Luc jerked his head up. He'd had his eye on the shoe. "This time?"
Just then, the old man in the tuxedo returned. "All right, let's get this started."
"Hang on," Luc said, "you think that church is going to be okay with us digging like this?"
"I'm the pastor, so they better be."
Luc said no more, and let the tuxedoed pastor dig.
They lowered the shoe into the hole, the pastor and the beaded lady each said a prayer, and that was that.
Mabel stretched. "All right, time for bed! I got a late shift tonight, and I'll need all the rest I can get."
Pete clapped Luc on the shoulder. "Let's get to work on that tire, all right?"
So Luc and Pete worked together to change the tire while the rest of the Paranormal Society scattered.
Mary, the beaded lady, passed him an address for their Facebook page.
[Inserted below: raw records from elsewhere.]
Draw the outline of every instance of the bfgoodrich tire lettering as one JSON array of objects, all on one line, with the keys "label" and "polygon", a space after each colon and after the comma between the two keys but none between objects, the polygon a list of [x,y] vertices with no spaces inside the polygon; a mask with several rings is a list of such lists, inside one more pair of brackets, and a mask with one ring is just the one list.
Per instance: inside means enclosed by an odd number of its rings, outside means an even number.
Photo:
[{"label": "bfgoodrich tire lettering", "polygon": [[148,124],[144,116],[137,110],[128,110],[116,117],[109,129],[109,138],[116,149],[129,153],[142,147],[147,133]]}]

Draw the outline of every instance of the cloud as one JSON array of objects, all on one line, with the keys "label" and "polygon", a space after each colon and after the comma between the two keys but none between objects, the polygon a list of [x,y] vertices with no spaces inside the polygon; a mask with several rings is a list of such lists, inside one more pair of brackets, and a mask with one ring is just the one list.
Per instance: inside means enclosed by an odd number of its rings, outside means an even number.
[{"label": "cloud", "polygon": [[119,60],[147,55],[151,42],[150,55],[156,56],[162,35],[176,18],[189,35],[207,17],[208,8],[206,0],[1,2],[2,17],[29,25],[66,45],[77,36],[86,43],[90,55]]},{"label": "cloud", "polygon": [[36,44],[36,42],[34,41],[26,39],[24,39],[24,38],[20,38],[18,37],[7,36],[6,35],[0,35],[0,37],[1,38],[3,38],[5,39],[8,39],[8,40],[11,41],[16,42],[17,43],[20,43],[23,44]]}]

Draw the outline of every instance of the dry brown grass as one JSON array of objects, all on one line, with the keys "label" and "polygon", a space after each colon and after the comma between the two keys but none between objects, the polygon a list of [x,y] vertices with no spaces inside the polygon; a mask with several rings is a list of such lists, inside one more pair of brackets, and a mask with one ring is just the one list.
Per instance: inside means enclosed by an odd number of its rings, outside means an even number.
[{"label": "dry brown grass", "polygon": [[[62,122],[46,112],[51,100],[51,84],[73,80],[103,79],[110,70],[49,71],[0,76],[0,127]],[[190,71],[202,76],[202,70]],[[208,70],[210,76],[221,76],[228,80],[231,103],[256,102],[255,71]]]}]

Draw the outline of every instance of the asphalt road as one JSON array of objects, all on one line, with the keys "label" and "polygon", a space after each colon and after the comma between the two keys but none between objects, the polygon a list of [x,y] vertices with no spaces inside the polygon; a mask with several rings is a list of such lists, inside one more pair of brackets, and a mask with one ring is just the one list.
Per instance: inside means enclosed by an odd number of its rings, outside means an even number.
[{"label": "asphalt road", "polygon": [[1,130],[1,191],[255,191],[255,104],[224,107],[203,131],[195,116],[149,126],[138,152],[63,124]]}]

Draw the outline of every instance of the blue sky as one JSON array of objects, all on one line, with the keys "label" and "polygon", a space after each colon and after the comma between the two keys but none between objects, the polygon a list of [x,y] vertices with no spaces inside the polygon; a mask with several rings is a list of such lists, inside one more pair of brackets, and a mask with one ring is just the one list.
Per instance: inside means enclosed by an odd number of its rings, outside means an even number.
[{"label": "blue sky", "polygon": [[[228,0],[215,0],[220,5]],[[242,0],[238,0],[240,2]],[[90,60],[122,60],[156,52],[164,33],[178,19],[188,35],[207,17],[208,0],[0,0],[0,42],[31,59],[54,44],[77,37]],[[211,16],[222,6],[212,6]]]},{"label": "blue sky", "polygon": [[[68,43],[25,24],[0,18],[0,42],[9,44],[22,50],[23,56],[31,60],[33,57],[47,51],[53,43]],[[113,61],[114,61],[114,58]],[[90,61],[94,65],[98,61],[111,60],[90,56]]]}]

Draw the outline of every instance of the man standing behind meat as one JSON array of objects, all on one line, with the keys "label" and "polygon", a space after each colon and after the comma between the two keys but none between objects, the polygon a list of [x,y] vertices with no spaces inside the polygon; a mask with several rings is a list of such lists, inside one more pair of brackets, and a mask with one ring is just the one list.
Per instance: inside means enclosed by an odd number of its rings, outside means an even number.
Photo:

The punk kid complimented Luc's Slayer bumper sticker. Finally, Luc had the spare on, and said goodbye to Pete.
He thought about that incident the rest of the day, how he buried a mouse named Tuffy in a Baptist graveyard with the Paranormal Society. Sometimes Mary's words rattled in his mind, about the inescapable longing of the dead. Working in the office all day, he often felt trapped in a box, desperate to get out. Maybe it was time to break out of the grove society had dug for him, and at the very least find out whose corpse got up when.
That weekend, he drove to that church, and joined the Smith Paranormal Society on their ghost hunt.